My name is Nellis. I am living with a lifelong condition marked by sensory hypersensitivity, severe environmental overstimulation, and vivid, coherent recall of a previous life as an American airman killed in World War II.

This may sound unusual. It is. But it is not unsupported. Several respected researchers in the field of past-life studies have acknowledged the consistency and depth of my documentation. I have submitted extensive personal records detailing my sensory condition, daily experiences, memories, and rebirth-related somatic symptoms, which are under careful review by multiple people - including DOPS from the University of Virginia.

My current situation is unsustainable. Remaining in the Netherlands is actively harming my physical and mental health. I am seeking lawful relocation to the United States - the country I fought and died for. I believe it is where I belong, not just historically, but biologically and spiritually. My strongest and only viable path at this point is through the O-1 visa. For that, I need support, advocacy, and awareness. This document exists for that purpose.

As much as I am someone who wants to stay away from the public eye - because I value peace and quiet without being bothered by uninvited guests - I also recognize that my condition creates an urgent necessity to gather public attention in order to build the momentum required for the O-1 application to succeed.

Let me be clear: my only interest in this endeavour is to further our scientific understanding of this realm and the human condition. If I can achieve that without getting public exposure, I would welcome it. But if not - so be it.

I did not go through hell multiple times in the past life and in this one, just to end up as another cog in the machine while the significant knowledge I hold in my body as well as my soul is wasted away.

If I can do my part in making sure that the right people gain the right kind of insight from my condition, then I will rest in peace.

My current environment in the Netherlands is not compatible with my condition. I experience severe sensory overload on a daily basis from constant, relentless urban stimuli — dense traffic, irregular loud noises at any time of day or night, visual clutter, and overstimulation that persists even in areas labeled as “quiet” or “natural”. Despite extensive mitigation attempts — noise canceling wireless headphones, earplugs, controlled waking schedules — I am still overwhelmed daily in both day and night, especially during a season other than winter.

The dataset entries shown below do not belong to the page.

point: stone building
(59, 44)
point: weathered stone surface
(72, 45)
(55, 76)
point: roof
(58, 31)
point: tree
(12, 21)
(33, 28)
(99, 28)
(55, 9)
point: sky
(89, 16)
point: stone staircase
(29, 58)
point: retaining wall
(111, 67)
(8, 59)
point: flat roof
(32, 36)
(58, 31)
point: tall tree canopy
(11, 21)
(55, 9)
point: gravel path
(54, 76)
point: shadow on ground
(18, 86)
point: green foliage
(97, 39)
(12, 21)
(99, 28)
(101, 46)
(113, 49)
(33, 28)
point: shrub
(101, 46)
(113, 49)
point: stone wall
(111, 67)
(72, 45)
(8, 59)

The infrastructure here does not accommodate people like me, and the cultural response to my needs has ranged from dismissive to openly hostile.

To put the pressure of my current environment into perspective: the Netherlands has a population density nearly 15 times that of the United States, packing over 1400 people per square mile compared to the US average of around 95. Despite its small land area, the Netherlands supports one of the highest urbanization rates in the world. Financially, the strain is just as stark. With a national debt of 491.6 billion Euros (approximately 41 million in debt per square mile — compared to around $10.4 million per square mile in the United States. More than 90% of the landmass is taken by urban projects, industrial areas, and intensive industrial agriculture. There is no wild nature here. Everything is managed, man-made or at least significantly altered by humans. And instead of realizing the severity of the situation, the Dutch government continues to push for new housing developments — most of which requires farmers to surrender land, because there is simply no space left.

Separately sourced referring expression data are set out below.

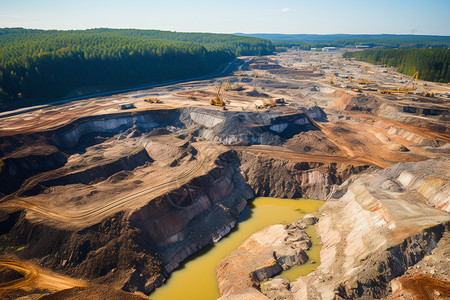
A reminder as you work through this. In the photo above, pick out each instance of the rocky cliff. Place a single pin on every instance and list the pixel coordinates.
(385, 224)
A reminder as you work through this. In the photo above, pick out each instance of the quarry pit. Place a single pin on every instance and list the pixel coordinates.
(95, 196)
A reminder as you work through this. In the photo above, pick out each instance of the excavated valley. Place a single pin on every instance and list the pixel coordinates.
(122, 198)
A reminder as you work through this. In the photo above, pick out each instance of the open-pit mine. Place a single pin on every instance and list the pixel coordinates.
(112, 196)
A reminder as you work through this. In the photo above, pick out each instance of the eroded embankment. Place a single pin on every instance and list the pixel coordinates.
(128, 197)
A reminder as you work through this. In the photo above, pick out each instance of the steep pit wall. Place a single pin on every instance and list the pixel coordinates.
(69, 135)
(275, 177)
(382, 226)
(86, 175)
(253, 127)
(181, 227)
(26, 163)
(136, 250)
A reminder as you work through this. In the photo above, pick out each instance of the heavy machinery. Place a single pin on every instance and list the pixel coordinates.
(427, 93)
(242, 73)
(152, 100)
(363, 80)
(217, 101)
(332, 79)
(256, 73)
(228, 85)
(405, 89)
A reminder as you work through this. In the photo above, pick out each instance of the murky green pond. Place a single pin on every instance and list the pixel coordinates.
(196, 279)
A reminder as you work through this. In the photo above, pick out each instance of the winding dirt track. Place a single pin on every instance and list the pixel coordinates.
(96, 211)
(34, 277)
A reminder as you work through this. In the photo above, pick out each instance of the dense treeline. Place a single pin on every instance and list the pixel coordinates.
(432, 64)
(308, 41)
(39, 65)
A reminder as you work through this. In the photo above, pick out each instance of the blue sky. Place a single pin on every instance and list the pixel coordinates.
(248, 16)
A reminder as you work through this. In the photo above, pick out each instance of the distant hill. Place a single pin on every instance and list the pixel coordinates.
(38, 66)
(340, 40)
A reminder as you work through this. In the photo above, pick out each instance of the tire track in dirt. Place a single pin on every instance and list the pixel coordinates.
(91, 215)
(34, 277)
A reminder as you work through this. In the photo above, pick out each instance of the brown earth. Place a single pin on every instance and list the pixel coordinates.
(120, 198)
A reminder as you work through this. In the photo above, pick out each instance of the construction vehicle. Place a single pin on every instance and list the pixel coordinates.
(217, 101)
(363, 80)
(152, 100)
(427, 93)
(405, 89)
(240, 73)
(228, 85)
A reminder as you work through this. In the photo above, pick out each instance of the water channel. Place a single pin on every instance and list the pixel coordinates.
(196, 278)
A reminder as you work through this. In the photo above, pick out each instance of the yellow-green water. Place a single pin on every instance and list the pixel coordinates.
(196, 279)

These facts illustrate the extreme compression — economic, spatial, and psychological — that defines daily life here, especially for someone like me whose condition magnifies environmental stress.

This is a matter of survival. My nervous system cannot adapt to this environment — even after 32 years of living here since birth — without deteriorating further. The pressure on the measures I have been forced to take is only increasing — forcing decisions like avoiding the outside world entirely unless it is in the middle of the night when I am supposed to be resting from the sensory overload.

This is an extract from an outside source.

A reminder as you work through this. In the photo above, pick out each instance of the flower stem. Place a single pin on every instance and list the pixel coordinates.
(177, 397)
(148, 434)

Isolation, physical stress responses, and symptoms resembling PTSD are no longer episodic — they are chronic. If left unresolved, the cost to my long-term health and ability to function meaningfully will be irreversible.

The United States — especially specific rural or semi-rural areas — offers not just relief, but resolution. I would gain access to environmental conditions that reduce my suffering, while reconnecting with the land I once called home. This is about restoration, and fulfilling my passion to contribute to science through lived experience.